Your team isn’t just a bunch of robots that can flawlessly execute any plan with perfect prioritization. They won’t always have the resources they need, and you won’t always have the time to create those resources. Their resilience and adaptability in dealing with new problems will vary significantly depending on all sorts of other circumstances.
Thinking about the potential impact on customer happiness based on your socio-technical resilience, you’d likely want to have your team prioritize service two. This understanding also teaches you what it really means to “improve reliability:” what processes, tools and resources will cover gaps and make them confident in handling incidents?
Finding Gaps in Socio-Technical Reliability
To answer this question, let’s break it down into other questions. Picture a service that you feel is very reliable (users are happy with it, it performs up to their standards often enough, they tolerate occasional failure in it, etc.) To judge its socio-technical reliability, ask yourself these questions about it:
- Are engineers equipped with a plan to deal with it failing? Have they practiced it?
- Do engineers know when and where to escalate if the plan isn’t working to resolve the incident? Do they know how to judge the severity of the incident?
- Are engineers aware of how the feature is marketed to customers/prospects/stakeholders and how that influences user expectations?
- Are engineers aware of product plans to evolve the service, how this plan is conveyed to prospects, etc., and how this plan could change the health of the service?
- What other failures might accompany this service failing? What is a holistic picture of how engineers would respond to these coinciding failures?
- How burnt out is the team that would be on-call for this service? How balanced are their workloads? How much failure are they prepared to handle?
- How tolerant is this team to disruption? Could they still handle incidents in the service if a given engineer was suddenly absent?
- Do your on-call teams understand the boundaries of service ownership? Do they know what types of incidents they’re responsible for?

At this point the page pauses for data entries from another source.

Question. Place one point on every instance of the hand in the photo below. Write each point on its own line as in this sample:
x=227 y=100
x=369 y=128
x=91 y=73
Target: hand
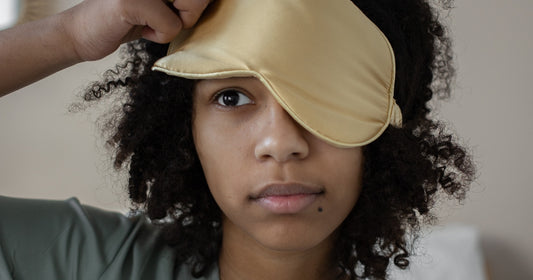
x=98 y=27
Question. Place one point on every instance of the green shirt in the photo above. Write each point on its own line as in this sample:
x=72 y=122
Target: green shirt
x=41 y=239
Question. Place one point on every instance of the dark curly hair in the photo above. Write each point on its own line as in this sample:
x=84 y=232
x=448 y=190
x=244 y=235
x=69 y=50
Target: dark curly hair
x=404 y=169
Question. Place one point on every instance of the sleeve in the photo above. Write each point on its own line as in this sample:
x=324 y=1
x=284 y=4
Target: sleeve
x=41 y=239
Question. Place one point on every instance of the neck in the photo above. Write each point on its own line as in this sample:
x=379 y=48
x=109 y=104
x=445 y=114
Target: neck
x=242 y=257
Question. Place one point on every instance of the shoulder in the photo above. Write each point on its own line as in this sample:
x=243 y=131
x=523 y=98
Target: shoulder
x=59 y=238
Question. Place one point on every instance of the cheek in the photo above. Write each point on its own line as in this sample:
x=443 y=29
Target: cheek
x=221 y=159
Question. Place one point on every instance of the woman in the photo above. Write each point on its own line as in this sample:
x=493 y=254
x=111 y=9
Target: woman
x=244 y=180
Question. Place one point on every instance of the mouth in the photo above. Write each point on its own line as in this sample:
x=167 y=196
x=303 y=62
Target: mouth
x=287 y=198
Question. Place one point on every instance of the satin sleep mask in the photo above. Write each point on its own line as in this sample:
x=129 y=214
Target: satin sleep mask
x=325 y=62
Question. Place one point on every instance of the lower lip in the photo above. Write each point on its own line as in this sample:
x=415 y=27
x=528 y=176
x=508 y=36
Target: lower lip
x=287 y=204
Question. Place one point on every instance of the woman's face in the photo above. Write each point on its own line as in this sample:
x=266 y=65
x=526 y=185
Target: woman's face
x=277 y=185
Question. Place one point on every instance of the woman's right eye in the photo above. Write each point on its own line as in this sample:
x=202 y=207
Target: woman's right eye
x=232 y=98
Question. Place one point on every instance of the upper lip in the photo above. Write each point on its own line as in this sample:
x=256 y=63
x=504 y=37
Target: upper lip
x=286 y=189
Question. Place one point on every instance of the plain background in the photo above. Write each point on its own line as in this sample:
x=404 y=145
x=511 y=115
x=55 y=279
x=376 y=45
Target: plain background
x=47 y=152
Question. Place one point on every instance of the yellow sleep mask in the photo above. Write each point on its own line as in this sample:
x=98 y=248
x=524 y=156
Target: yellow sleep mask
x=324 y=61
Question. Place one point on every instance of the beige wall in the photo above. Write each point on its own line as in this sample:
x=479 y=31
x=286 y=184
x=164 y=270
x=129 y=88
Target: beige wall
x=46 y=152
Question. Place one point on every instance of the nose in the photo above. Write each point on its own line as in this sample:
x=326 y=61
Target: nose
x=280 y=137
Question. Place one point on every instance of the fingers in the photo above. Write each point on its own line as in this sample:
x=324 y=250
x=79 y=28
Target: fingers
x=160 y=23
x=190 y=10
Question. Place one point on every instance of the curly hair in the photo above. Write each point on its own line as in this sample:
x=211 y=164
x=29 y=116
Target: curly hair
x=404 y=170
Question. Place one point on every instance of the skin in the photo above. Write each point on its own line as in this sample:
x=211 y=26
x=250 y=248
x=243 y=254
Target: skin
x=89 y=31
x=254 y=144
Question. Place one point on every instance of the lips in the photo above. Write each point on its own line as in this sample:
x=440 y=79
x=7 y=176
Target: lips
x=286 y=198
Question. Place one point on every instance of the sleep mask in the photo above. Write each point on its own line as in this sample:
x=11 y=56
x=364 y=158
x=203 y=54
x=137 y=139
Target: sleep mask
x=325 y=62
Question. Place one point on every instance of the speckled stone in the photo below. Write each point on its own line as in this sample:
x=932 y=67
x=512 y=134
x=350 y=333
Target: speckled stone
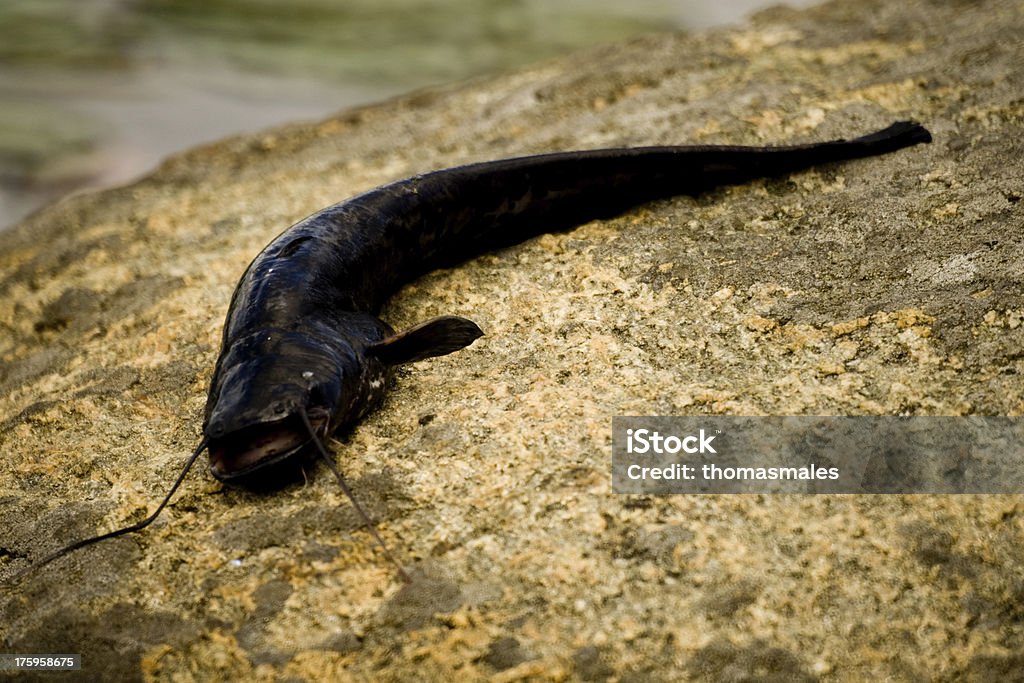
x=884 y=286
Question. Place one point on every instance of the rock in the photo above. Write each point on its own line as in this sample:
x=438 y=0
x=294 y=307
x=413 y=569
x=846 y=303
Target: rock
x=884 y=286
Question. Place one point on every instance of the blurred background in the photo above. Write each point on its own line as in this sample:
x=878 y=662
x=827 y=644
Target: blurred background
x=96 y=92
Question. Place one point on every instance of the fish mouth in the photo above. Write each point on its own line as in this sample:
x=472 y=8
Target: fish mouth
x=256 y=451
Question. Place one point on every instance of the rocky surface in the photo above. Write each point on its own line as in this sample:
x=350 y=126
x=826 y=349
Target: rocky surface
x=885 y=286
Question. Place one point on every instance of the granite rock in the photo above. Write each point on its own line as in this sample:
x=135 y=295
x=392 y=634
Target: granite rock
x=888 y=286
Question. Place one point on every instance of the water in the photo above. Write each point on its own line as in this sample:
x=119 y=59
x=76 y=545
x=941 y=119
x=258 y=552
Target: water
x=95 y=92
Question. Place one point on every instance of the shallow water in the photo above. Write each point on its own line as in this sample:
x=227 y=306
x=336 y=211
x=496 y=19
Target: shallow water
x=95 y=92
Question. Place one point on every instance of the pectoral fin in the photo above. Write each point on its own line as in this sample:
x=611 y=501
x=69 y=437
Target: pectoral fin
x=438 y=336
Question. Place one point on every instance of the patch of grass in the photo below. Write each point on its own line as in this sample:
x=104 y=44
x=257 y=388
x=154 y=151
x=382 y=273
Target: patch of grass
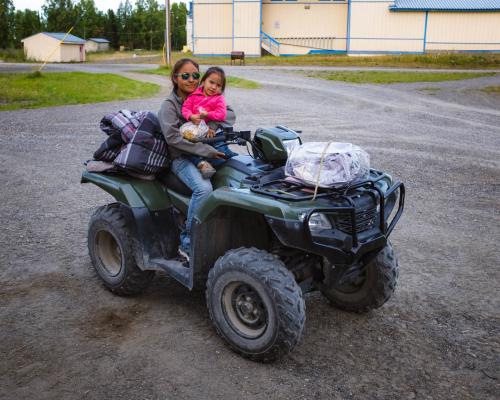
x=394 y=77
x=241 y=83
x=63 y=88
x=434 y=60
x=491 y=90
x=12 y=55
x=231 y=81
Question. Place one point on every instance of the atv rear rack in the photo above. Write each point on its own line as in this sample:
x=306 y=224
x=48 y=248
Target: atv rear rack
x=283 y=189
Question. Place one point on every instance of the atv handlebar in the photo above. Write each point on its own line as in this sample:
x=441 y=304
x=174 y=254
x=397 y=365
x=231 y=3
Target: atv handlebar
x=229 y=135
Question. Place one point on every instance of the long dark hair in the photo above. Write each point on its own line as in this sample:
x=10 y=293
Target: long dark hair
x=218 y=71
x=177 y=67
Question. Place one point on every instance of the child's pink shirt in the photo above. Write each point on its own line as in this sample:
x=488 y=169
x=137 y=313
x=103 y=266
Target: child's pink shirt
x=215 y=106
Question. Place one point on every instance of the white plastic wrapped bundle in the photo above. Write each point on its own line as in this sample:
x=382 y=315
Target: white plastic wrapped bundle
x=327 y=165
x=193 y=132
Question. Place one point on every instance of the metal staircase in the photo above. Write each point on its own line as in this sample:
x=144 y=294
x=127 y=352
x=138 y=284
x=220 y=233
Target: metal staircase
x=270 y=44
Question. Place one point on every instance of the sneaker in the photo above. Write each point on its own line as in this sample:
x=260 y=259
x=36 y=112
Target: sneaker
x=206 y=169
x=183 y=256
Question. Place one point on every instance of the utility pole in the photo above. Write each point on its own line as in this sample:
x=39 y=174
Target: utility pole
x=167 y=33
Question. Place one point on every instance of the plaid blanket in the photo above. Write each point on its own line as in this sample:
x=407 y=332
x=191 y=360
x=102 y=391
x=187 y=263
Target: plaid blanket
x=135 y=142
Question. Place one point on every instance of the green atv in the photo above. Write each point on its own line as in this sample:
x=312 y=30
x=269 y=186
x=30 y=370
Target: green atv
x=258 y=243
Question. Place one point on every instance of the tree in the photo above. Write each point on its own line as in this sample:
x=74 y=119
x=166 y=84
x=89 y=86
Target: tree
x=6 y=23
x=27 y=23
x=60 y=15
x=179 y=14
x=111 y=29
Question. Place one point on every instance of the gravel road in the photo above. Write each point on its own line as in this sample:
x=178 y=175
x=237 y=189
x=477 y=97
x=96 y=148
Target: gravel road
x=64 y=336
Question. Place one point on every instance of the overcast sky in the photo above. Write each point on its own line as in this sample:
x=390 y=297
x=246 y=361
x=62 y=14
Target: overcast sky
x=102 y=5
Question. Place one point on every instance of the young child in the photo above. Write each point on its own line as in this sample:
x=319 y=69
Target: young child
x=208 y=104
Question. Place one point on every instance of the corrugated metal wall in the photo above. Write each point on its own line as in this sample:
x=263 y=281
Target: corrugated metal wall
x=306 y=25
x=214 y=32
x=246 y=28
x=355 y=26
x=373 y=28
x=461 y=31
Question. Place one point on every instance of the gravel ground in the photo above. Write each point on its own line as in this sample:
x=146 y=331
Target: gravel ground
x=64 y=336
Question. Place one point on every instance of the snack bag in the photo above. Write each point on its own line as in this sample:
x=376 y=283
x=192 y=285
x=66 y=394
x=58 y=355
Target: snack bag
x=193 y=132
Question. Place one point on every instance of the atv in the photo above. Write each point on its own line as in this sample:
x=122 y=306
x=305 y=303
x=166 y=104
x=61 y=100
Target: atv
x=258 y=243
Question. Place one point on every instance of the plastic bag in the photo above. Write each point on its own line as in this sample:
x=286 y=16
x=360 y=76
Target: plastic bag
x=342 y=164
x=193 y=132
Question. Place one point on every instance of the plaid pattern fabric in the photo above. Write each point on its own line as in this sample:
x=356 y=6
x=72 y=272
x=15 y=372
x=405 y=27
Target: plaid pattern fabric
x=147 y=150
x=135 y=142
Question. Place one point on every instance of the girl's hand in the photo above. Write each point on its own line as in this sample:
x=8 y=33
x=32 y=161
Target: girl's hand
x=195 y=119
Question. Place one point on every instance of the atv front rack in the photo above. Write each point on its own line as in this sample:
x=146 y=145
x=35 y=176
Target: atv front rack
x=354 y=222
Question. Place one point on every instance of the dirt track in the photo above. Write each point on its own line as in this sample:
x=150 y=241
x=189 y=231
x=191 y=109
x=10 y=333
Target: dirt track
x=64 y=336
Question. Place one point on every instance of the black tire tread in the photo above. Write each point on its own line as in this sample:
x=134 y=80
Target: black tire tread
x=387 y=269
x=136 y=280
x=285 y=292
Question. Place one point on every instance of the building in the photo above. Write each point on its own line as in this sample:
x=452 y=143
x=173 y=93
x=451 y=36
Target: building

By answering these questions, you can identify where additional resources are required and where they’d be most impactful. But how do you judge things like “which teams are most ready?”
Quantifying Socio-Technical Reliability Challenges
Your best guide to finding objective answers to these questions is to learn from experience. Rather than trying to quantify things like “preparedness” or “tolerance to disruption” directly, look at how incidents are playing out. Track how effectively incidents were resolved, looking at MTTx metrics and the time to complete each step. Then compare the stats before and after different policy changes or resources were developed for each step to see their impact.
You can observe how often specific team members get pulled to on-call duty every month. Look at how often a specific service experienced Sev0 incidents in the past quarter. You can even keep track of how often teams have bandwidth to complete follow-up actions from incidents. This information gives you the insight to decide when it might be time to slow down and address tech debt. Or perhaps you can use it as a warning sign that your team is experiencing burnout — or on the verge of it.
Of course, numbers won’t tell the entire story. Every incident will have mitigating circumstances that will make comparing apples to apples difficult. Instead, you can look at general trends, controlling for similar incidents, to see where improvement is happening and where it’s still needed. Tracking these statistics will also highlight outliers, which you can investigate further in retrospective reviews.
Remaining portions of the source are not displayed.